Unclassified - Cary, NC
posted 3 months ago
As a Site Reliability Engineer/ITAO at Deutsche Bank, you will play a crucial role in ensuring the stability and performance of applications within the Corporate & Investment Banking sector. Your primary responsibility will be to collaborate closely with application teams to maintain well-monitored applications that are resilient to faults. This involves agreeing upon and periodically reviewing Service Level Agreements (SLAs) and Service Level Objectives (SLOs) to ensure that applications meet the required availability standards based on their criticality. You will also be responsible for maintaining Error Budgets for the application teams, which will help prevent releases if the production stability and availability fall below acceptable levels. In this role, you will leverage your knowledge and experience with relevant tools used in the Site Reliability Engineering (SRE) environment. You will specialize in one or more technical domains to provide optimum service levels in line with SLAs and Operating Level Agreements (OLAs). Your work will involve managing application availability, performance, and compliance, as well as organizing Level 3 support for applications in collaboration with development teams.
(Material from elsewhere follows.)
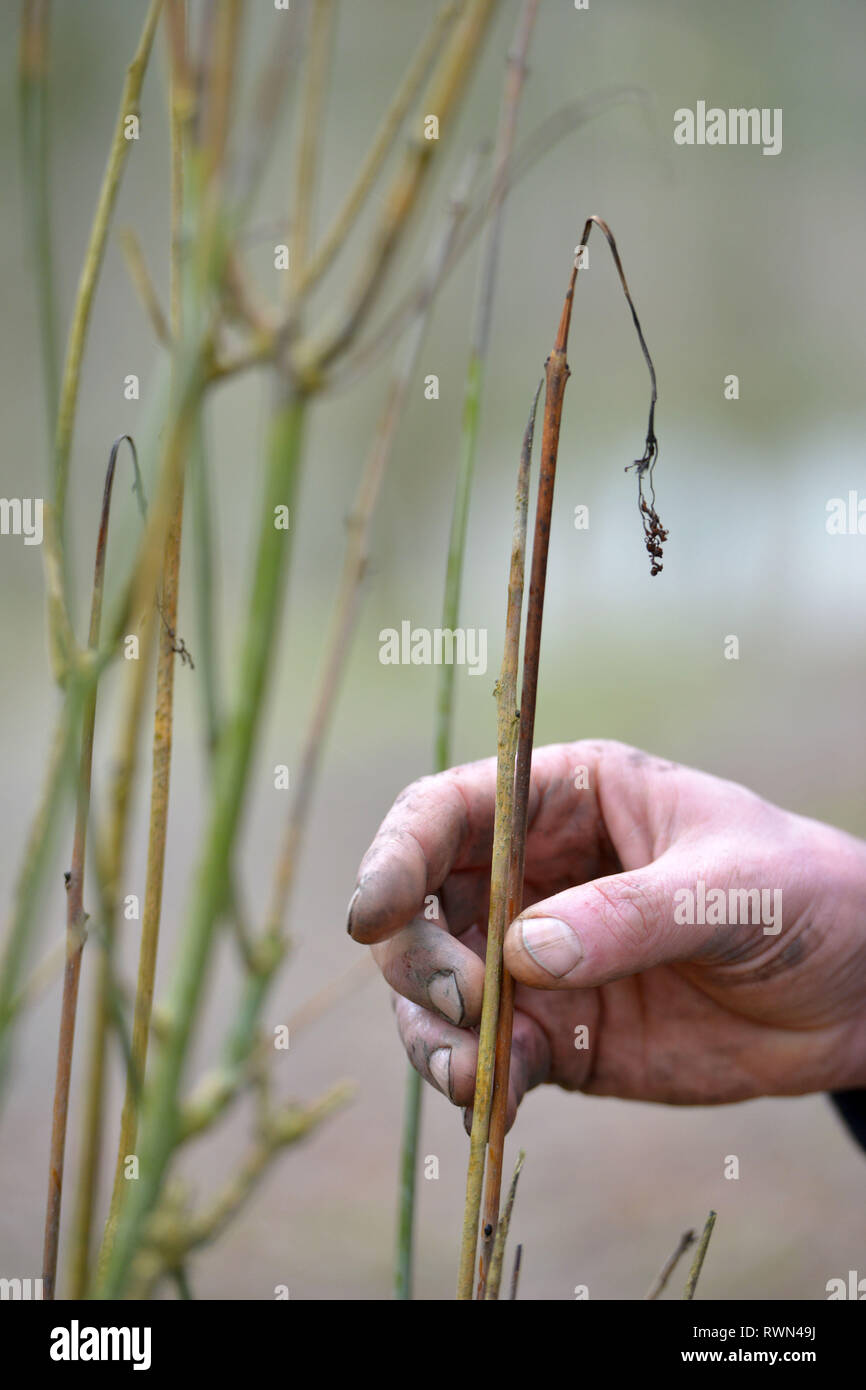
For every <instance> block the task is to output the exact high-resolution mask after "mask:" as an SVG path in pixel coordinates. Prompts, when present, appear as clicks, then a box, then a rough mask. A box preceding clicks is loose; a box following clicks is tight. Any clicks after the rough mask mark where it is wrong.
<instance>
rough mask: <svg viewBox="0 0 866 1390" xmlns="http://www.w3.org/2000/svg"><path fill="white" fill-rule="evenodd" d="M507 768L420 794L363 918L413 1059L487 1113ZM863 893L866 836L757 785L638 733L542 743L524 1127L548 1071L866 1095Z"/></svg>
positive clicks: (525, 869)
mask: <svg viewBox="0 0 866 1390" xmlns="http://www.w3.org/2000/svg"><path fill="white" fill-rule="evenodd" d="M495 780H496V766H495V760H493V759H489V760H487V762H480V763H471V765H467V766H464V767H455V769H450V770H449V771H446V773H442V774H439V776H436V777H424V778H421V780H420V781H417V783H413V785H411V787H409V788H407V790H406V791H403V792H402V794H400V796H398V799H396V802H395V805H393V806H392V809H391V812H389V813H388V816H386V817H385V820H384V823H382V826H381V828H379V831H378V834H377V837H375V840H374V842H373V845H371V847H370V849H368V851H367V855H366V856H364V860H363V863H361V867H360V872H359V887H357V890H356V892H354V897H353V899H352V903H350V909H349V931H350V933H352V935H353V938H354V940H356V941H360V942H367V944H370V945H373V954H374V956H375V959H377V963H378V966H379V969H381V972H382V974H384V976H385V979H386V980H388V983H389V984H391V986H392V987H393V990H395V991H396V997H395V1008H396V1017H398V1026H399V1030H400V1036H402V1040H403V1045H405V1047H406V1051H407V1052H409V1056H410V1058H411V1062H413V1065H414V1066H416V1069H417V1070H418V1072H420V1073H421V1076H424V1077H425V1079H427V1080H428V1081H431V1083H432V1084H434V1086H436V1087H438V1088H439V1090H441V1091H443V1093H445V1094H446V1095H448V1097H449V1098H450V1099H452V1101H453V1104H455V1105H460V1106H468V1108H470V1109H471V1101H473V1090H474V1074H475V1055H477V1031H475V1030H477V1024H478V1022H480V1017H481V994H482V983H484V966H482V960H484V951H485V930H487V915H488V905H489V872H491V849H492V835H493V798H495ZM713 890H716V891H713ZM865 898H866V844H863V842H862V841H858V840H855V838H852V837H851V835H847V834H844V833H842V831H840V830H834V828H831V827H828V826H823V824H820V823H817V821H813V820H806V819H803V817H801V816H795V815H791V813H788V812H785V810H780V809H778V808H777V806H773V805H770V803H769V802H765V801H762V799H760V798H759V796H756V795H755V794H752V792H749V791H746V790H745V788H744V787H738V785H735V784H734V783H728V781H721V780H720V778H716V777H710V776H708V774H705V773H699V771H694V770H692V769H688V767H681V766H678V765H674V763H669V762H664V760H662V759H659V758H652V756H649V755H646V753H642V752H639V751H638V749H634V748H627V746H624V745H621V744H613V742H577V744H560V745H555V746H549V748H542V749H539V751H537V753H535V756H534V759H532V787H531V795H530V821H528V835H527V856H525V891H524V906H523V912H521V915H520V917H517V920H516V922H514V923H512V926H510V927H509V930H507V935H506V945H505V962H506V966H507V969H509V970H510V972H512V974H513V976H514V979H516V981H517V987H516V995H514V1005H516V1008H514V1040H513V1048H512V1074H510V1095H509V1123H512V1120H513V1118H514V1113H516V1109H517V1105H518V1104H520V1101H521V1099H523V1097H524V1094H525V1093H527V1090H530V1088H531V1087H534V1086H539V1084H541V1083H544V1081H550V1083H555V1084H557V1086H562V1087H564V1088H566V1090H582V1091H587V1093H591V1094H595V1095H619V1097H626V1098H632V1099H641V1101H664V1102H669V1104H677V1105H710V1104H720V1102H727V1101H742V1099H748V1098H751V1097H756V1095H796V1094H803V1093H808V1091H816V1090H840V1088H847V1087H858V1086H866V923H865V922H863V901H865ZM436 915H438V916H436Z"/></svg>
You will identify gaps in security and compliance, driving remediation efforts while managing the technical roadmap of applications to ensure timely upgrades, patches, and strategic changes are implemented. Additionally, you will build monitoring solutions to alert teams in the event of failures or performance issues, optimizing uptime and providing feedback loops to improve application resilience. You will also work to identify and eliminate or automate toil for both application teams and the SRE team, enhancing overall effectiveness. Your role will require you to manage the resolution of outages in coordination with both technical and business teams, ensuring that actions are taken to reduce the likelihood of future failures.